By the time we reach track 6, Noel decides to inject a bit of ambience into proceedings. ‘It’s a Beautiful World’ is basically a cool, psychedelic Elbow track with a French middle-eight; is there anything Noel can’t do? And the notion of ambience is followed through with the cliché ‘Be Careful What You Wish For’. By now, it appears Noel has taken a small dose of LSD and been listening heavily to The Beatles… So much so, that Noel has partaken in an act of plagiarism… Surprise, surprise. The song is almost a replica of The Beatles’ ’69 hit ‘Come Together’. Where’s your reference list, Noel?
In the final few furlongs of the album, Noel bookends two of my personal favourites in between two really well executed instrumental sections. Noel swiftly gallops through the moody ‘Interlude’ and lands smoothly in the Wild West. ‘If Love is the Law’ combines a simple, yet effective chord progression with a dusting of subtle effects. The track even features a Dylan-esque, uplifting harmonica solo.
The Bird’s couldn’t have finished the album in a better way. ‘The Man Who Built the Moon’ is a haunting, emotion-driven track roaring with sheer intensity…. It’s almost like you’re stepping straight into Skyfall. Perhaps Noel has ambitions of replacing Daniel Craig. Who knows. All we know is that once again it really emphasises the album’s diverse array of sounds.

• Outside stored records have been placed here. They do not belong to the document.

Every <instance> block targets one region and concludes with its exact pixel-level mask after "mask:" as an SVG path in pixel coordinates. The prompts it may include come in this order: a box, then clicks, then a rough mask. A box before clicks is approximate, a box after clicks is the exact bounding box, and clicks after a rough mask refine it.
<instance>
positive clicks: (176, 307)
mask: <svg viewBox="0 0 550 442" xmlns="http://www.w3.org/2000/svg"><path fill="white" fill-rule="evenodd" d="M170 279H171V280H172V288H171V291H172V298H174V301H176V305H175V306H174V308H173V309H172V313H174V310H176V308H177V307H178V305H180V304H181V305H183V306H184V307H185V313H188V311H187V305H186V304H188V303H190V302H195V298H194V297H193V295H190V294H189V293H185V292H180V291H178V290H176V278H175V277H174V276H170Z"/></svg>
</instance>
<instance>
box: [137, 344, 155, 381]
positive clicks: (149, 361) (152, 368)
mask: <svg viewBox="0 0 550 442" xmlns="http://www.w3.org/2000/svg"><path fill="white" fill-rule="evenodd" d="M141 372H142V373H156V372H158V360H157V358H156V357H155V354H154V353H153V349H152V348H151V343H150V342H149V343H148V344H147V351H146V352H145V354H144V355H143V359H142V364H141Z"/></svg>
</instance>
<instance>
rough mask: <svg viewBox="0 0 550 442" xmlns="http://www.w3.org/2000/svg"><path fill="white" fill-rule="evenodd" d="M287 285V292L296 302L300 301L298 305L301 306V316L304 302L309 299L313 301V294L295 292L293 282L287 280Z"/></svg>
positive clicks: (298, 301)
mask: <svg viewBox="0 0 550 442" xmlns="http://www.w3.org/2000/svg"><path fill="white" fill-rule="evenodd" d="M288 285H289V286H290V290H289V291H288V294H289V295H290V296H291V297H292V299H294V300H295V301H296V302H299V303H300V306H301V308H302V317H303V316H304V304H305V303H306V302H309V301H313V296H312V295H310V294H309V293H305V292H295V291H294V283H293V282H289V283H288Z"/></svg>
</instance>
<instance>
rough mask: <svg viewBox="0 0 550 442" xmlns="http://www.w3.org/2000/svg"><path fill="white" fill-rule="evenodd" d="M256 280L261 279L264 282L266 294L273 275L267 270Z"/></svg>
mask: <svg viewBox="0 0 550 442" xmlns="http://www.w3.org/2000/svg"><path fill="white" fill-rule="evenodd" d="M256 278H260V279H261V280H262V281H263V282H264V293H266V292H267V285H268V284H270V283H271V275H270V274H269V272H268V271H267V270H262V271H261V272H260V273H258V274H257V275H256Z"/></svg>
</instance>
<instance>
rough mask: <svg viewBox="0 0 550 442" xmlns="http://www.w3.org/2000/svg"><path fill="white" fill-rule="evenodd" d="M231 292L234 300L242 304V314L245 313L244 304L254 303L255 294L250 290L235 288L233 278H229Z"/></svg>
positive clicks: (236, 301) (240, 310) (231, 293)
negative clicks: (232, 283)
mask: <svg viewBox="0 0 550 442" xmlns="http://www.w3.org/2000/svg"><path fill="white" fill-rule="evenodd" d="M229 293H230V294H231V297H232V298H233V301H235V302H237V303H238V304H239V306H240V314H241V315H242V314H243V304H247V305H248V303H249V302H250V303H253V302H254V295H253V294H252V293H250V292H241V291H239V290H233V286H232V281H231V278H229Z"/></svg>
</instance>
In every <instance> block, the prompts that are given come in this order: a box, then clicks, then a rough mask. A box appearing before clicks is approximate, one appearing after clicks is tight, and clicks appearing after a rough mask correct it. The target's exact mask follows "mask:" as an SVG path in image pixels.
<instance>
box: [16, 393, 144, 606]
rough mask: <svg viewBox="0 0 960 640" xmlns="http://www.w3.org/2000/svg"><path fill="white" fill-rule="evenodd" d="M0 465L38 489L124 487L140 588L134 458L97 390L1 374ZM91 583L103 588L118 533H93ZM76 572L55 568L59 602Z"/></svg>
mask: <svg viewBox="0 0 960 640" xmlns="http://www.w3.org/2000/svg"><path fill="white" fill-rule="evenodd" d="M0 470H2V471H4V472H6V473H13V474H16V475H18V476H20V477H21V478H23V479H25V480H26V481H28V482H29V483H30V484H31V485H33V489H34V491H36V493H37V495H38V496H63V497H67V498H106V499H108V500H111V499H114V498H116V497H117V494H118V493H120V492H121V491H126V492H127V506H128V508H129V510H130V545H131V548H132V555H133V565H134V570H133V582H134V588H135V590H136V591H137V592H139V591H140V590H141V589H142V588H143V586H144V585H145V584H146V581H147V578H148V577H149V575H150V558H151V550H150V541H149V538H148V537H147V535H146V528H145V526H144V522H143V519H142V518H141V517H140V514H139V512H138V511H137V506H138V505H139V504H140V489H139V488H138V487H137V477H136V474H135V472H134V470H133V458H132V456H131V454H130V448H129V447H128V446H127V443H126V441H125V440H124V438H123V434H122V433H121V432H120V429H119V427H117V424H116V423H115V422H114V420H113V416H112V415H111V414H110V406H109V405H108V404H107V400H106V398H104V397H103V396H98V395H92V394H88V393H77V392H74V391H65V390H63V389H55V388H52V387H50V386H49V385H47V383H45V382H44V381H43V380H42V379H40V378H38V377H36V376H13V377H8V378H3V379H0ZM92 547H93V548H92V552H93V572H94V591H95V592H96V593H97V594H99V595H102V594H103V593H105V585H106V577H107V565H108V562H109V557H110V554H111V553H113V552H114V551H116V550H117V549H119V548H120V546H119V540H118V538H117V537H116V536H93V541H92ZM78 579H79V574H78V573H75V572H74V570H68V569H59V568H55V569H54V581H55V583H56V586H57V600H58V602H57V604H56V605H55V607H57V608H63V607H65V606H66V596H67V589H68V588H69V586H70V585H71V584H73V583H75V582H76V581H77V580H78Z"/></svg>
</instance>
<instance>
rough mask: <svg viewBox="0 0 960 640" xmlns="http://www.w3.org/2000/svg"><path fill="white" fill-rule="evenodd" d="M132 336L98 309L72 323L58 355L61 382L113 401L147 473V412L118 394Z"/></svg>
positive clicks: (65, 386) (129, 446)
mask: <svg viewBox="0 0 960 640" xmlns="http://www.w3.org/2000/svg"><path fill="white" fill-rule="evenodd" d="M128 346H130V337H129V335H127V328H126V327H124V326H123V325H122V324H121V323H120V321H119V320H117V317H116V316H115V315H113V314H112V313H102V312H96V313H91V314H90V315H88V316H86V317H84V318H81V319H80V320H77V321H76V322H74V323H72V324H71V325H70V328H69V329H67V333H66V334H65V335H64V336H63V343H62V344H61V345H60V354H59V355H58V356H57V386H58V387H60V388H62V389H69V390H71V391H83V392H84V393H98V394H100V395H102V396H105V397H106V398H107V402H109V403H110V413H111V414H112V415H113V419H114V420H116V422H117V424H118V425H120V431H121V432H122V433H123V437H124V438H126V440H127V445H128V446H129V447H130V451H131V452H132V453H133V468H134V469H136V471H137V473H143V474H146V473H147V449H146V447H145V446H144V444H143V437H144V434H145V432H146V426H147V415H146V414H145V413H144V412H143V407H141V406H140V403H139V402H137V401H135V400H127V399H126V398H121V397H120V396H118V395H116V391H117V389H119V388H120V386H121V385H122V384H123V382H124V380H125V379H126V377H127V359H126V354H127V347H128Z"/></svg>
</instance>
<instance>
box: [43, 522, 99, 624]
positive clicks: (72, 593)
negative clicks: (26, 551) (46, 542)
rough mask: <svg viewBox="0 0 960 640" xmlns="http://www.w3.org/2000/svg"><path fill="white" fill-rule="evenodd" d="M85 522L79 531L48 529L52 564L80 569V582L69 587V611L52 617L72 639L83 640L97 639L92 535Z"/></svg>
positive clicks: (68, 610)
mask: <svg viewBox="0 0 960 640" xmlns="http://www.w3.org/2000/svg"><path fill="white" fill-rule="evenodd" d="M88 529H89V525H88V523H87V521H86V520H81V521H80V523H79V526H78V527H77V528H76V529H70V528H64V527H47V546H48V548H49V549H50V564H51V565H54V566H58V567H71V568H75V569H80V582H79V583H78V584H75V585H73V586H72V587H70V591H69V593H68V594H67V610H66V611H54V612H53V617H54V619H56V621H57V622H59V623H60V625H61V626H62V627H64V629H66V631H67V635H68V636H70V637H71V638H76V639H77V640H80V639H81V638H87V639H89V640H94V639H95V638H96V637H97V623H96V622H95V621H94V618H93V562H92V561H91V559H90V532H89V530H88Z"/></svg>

You’d be foolish to overlook the bonus track that didn’t make the cut. It’s failure to find its way into Noel’s narrative really emphasises his focus upon the experimental side of the musical sphere. Unplugged and raw, ‘Dead in the Water’ shows Noel in his true form, as a solo strummer. It’s just Noel, the guitar and the mic. It’s very much reminiscent of some of Oasis’ best B-sides and the fact that such a great track has missed out, proves a fundamental point. Noel and his High Flying Birds have attempted to soar to new heights with this album and their experimentalism has paid dividends. This album stands head and shoulders above Noel’s previous offerings to date.